The nineties brought more arts opportunities in the form of the Fremont Sunday Market, a venue for Arts and Crafts people. Its founder, Jon Hageman, is also responsible for the Fremont Almost Free Outdoor Cinema. Bring 5 bucks and a chair and you can enjoy the best in B-films and old classics. It is also slated to be the venue for the Fremont Film Festival, a possibility for next year.
The addition of Empty Space Theater to the neighborhood is a welcome one. Artistic Director Eddie Levi Lee has brought first-rate drama to Fremont, with hopefully many more productions in the future.
The Miracle on 34th Street is philanthropy in action, as organized by Charlotte Buchanan. Planned as an annual August event, 18 sculptors create a miniature golf course on N. 34th Street between Fremont Avenue and Evanston Avenue. People are invited to play, and the proceeds go to the Northwest AIDS Foundation. In 1994, the event raised $42,000.
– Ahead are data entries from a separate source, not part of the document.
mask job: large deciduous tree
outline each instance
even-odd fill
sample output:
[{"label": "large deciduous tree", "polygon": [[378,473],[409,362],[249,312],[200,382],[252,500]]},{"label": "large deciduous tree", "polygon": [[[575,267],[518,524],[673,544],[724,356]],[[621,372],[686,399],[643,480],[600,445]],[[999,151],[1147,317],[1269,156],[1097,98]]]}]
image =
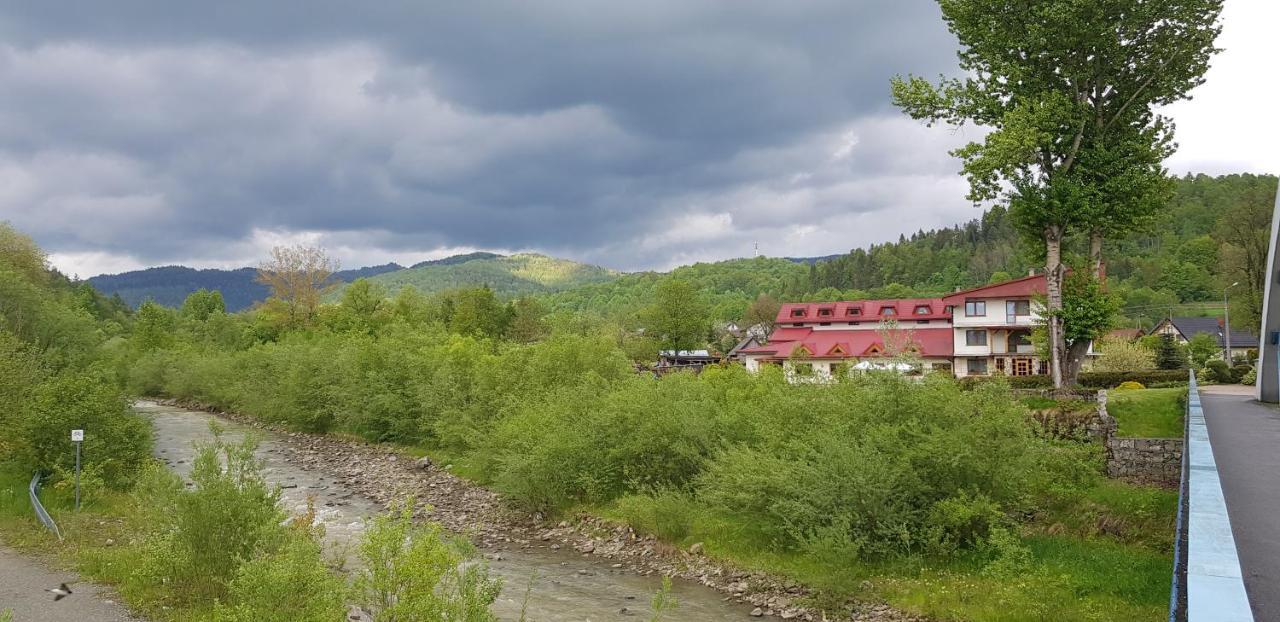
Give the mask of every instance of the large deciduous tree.
[{"label": "large deciduous tree", "polygon": [[663,349],[694,349],[707,343],[710,319],[698,289],[689,282],[663,279],[654,288],[653,305],[643,314],[645,333]]},{"label": "large deciduous tree", "polygon": [[333,285],[333,273],[338,260],[320,247],[278,246],[271,257],[257,269],[257,282],[271,288],[271,297],[279,301],[292,326],[310,324],[320,307],[320,299]]},{"label": "large deciduous tree", "polygon": [[[988,128],[954,151],[969,197],[1002,198],[1042,242],[1055,387],[1064,378],[1062,243],[1142,224],[1169,189],[1171,125],[1155,113],[1199,84],[1221,0],[940,0],[964,78],[895,78],[915,119]],[[1096,251],[1094,251],[1096,250]],[[1070,374],[1070,371],[1068,371]]]}]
On June 3, the Fremont Art About will take place for the first time. This classic "Art Walk" will feature 42 galleries, businesses, and art studios, all open to the public from 4 - 7 P.M. on the first Saturday of every month. All Art About participants will display the Fremont Flag, whose blue and orange colors symbolize cooperation between the business and arts communities. The Fremont Chamber of Commerce initiated planning for this event, and in so doing became a new partner in the quest for the survival of the Arts in Fremont.
The future of Fremont Arts naturally depends on the presence of artists. The gentrification of the area poses a challenge. If Fremont is to keep its artistic integrity, a balance must be achieved between commerce and creativity. Given all that has been achieved, there is much hope.